Researchers have discovered a mechanism which can lead to asthma and allergies by interfering with the immune system raising hopes that a cure isn't far away.

The joint British and Swiss research effort has uncovered evidence that a specific gene can lead to a loss of regulation in the immune system that ultimately increases an individual's chances of developing asthma, hay fever and other allergies.

Researchers from Imperial College London, the Swiss Institute of Allergy and Asthma Research in Davos, Switzerland, and a number of other international institutions published the results of their study yesterday in the journal PLoS Biology.

They report that a gene known as GATA-3 can block the development of regulatory T-cells in the immune system by disrupting the function of another gene (FOXP3).
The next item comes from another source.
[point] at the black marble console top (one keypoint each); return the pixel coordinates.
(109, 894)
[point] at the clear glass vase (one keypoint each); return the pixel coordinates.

The FOXP3 gene is vital to the correct function of regulatory T cells and when it is blocked new regulatory T-cells stop being produced.

In the immune system regulatory T-cells play an important role keeping other cells in check; without them the immune system would run out of control and do severe damage to the body's own tissues. In healthy individuals regulatory T-cells help to prevent allergic reactions by suppressing pro-allergic cells known as Th2 cells.

In those with allergies, the immune system is biased towards a specific response to threats that utilizes these Th2 cells and others associated with them. The immune system wrongly identifies harmless environmental molecules such as pollen, as being a threat and the individual experiences the symptoms of allergy as the immune response to the perceived threat is initiated. Whenever the person encounters this allergen again the same reaction occurs.

With allergies reaching near epidemic proportions it is hoped that the discovery of this genetic mechanism that disrupts healthy immune system regulation will lead to the development of therapies that target the source of allergic conditions and "re-program" the body to have a healthy response when faced with allergens.

Lead researcher, Dr Carsten Schmidt-Weber from the National Heart and Lung Institute at Imperial College London, said: "This finding will help us to understand how healthy individuals are able to tolerate allergens and what we need to do to re-induce tolerance in the immune systems of patients with allergies. We hope that we will soon be able to help not only patients suffering from single allergies, but also those with multiple ones - the atopic patients."”

The researchers were able to reach their conclusions by analysing the genes related to regulatory T-cells and looking at how they interacted with each other. Mouse models were then used to confirm the findings. Mice which were genetically engineered to express the GATA-3 gene in all T cells showed dramatic defects in the production of regulatory T-cells.